How would the presence of emerging risk factors affect treatment recommendations?
You'd be more likely to upgrade people into a category where they might be treated. If you had somebody who's young, with a couple of risk factors such as low HDL cholesterol and a strong family history of premature heart attacks, their overall risk calculation may put them in the low or intermediate risk group. If their LDL cholesterol isn't that high, the guidelines might indicate that you do not need to treat them. But if you found that their CRP level or another one of the emerging risk factors that you're concerned about is positive, you might use it to upgrade their risk and go ahead and treat them.
If someone has high levels of homocysteine, you can treat them with the vitamin supplement folic acid. Even though we don't really have definitive evidence yet that it reduces the risk, I think in patients in whom you're concerned about the risk of cardiovascular events, if you find that they have an elevated homocysteine, treating it with folic acid is probably a reasonable approach.
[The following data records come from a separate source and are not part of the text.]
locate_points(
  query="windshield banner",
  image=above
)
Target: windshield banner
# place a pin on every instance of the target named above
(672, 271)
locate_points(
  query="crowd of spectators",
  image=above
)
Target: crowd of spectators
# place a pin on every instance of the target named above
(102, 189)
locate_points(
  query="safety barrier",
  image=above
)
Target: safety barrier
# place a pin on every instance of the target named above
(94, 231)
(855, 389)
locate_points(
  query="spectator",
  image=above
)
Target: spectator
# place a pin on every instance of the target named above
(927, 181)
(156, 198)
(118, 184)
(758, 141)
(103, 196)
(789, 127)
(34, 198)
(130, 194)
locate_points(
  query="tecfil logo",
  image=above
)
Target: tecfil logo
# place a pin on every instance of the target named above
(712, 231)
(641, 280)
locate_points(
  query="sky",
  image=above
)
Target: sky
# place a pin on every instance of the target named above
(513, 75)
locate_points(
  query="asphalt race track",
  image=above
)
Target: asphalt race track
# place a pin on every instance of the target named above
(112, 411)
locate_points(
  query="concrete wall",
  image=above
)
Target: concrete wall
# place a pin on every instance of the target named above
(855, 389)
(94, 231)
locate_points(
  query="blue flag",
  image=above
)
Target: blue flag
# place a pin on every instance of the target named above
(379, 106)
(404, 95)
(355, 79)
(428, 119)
What is your advice to people at risk for heart disease?
People should be aware that there are effective ways to prevent cardiovascular events, and they should be proactive and make sure that they get screened for the major risk factors, particularly if they have a family history.
There have been studies to look at how much you miss if you just use the major risk factors, and it varies, but some of these studies say that you can pick up 80 percent of people at risk just by using the traditional risk factors. I think the real issue is that we aren't even screening enough for the traditional risk factors, and then we're not implementing appropriate treatment.
So the place to start is with the traditional risk factors. If your traditional risk factors put you in a high-risk category, then you need to take preventive measures, which include lifestyle modification in addition to medications.
When you look at what's happening now in terms of obesity in our country, this is going to create a huge increase in the number of patients who have diabetes and are at risk for cardiovascular disease. And a lot of that is due to our lifestyles, which involve physical inactivity and a high-caloric, high-fat diet. These are things that we can modify, along with cigarette smoking. This seems to be something that's widely known but hard for people to put into practice.